A quick note before we start: In the previous email, I talked about my new ebook Art of Goal Setting. If you haven’t bought it yet, now would be a good time to buy it because the 20% discount ends in 24 hours.
Now, let’s get to today’s email.
Today I want to share with you an important lesson I learned while writing my recent book. When the book was almost complete, I did an experiment. I edited the entire book in one day. I sat down in the morning and worked on it for the whole day, till evening. I took only one break for lunch. I called it Hell Day — inspired by the concept of Hell Week in the training of Navy SEAL officers. I generally don’t work like this. I just write when I feel like writing and stop writing when one idea is down on the paper. But I am always open to experiments, and hence I tried simulating a Hell Day for myself.
During Hell day, my mind tried many times to make me quit. Every time the thought of stopping the work came in mind, I simply saw the irrational, automatic behavior of the mind. I think the reason I didn’t quit was that I was aware that it’s just the nature of the mind; I don’t have to do everything it says me to do. I have this gap between my mind and my life.
Every time the thought to quit came, I thought about two things:
I made a decision
and there’s no negative side to following this decision
Quitting made no sense. Now don’t try to copy that mental dialogue, please. This sentence came to my mind naturally; I didn’t craft the message to tame my mind. Instead of copying the self-talk, try to realize the truth that will organically sprout such self-talk.

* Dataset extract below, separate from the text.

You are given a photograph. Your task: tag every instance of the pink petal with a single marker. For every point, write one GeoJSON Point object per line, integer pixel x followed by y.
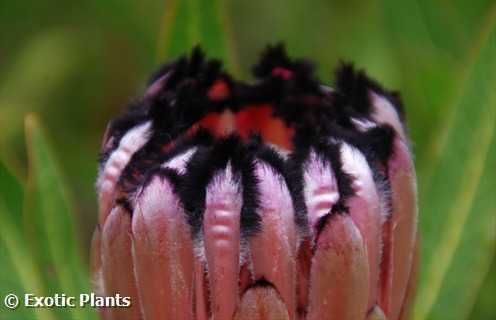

At the root are the games that your mind plays. You’ve always let your mind drive your life. I think realizing this truth, and cultivating a gap between your mind and your life can significantly help you quit bad habits and addictions. At the root of your bad habits is just your attachment to your mind. Once you develop a command over your life and stop letting your mind control your behavior, quitting addictions becomes much easier. I talk about this in the book also.
And what about hard work? To be honest, I did this experiment to test myself. I talk a lot about going with the flow and following the path of least resistance. I never really forced myself to work hard on anything. So I wanted to test if I am rationalizing myself to not work hard due to laziness.
Look, situations will come in life when your ability to work hard on something will be tested. You should be able to work hard when it’s required. So, by planning a personal Hell Day, I tested myself for that ability. Turns out, quitting during hard work is just a trap your mind constructs, and if you have a level of detachment with your mind, then it’s easy to avoid that trap. I’d suggest planning a Hell Day for yourself to see the games your mind plays with you. It’s fun to watch, really. You will laugh at those silly games once you watch them from a distance.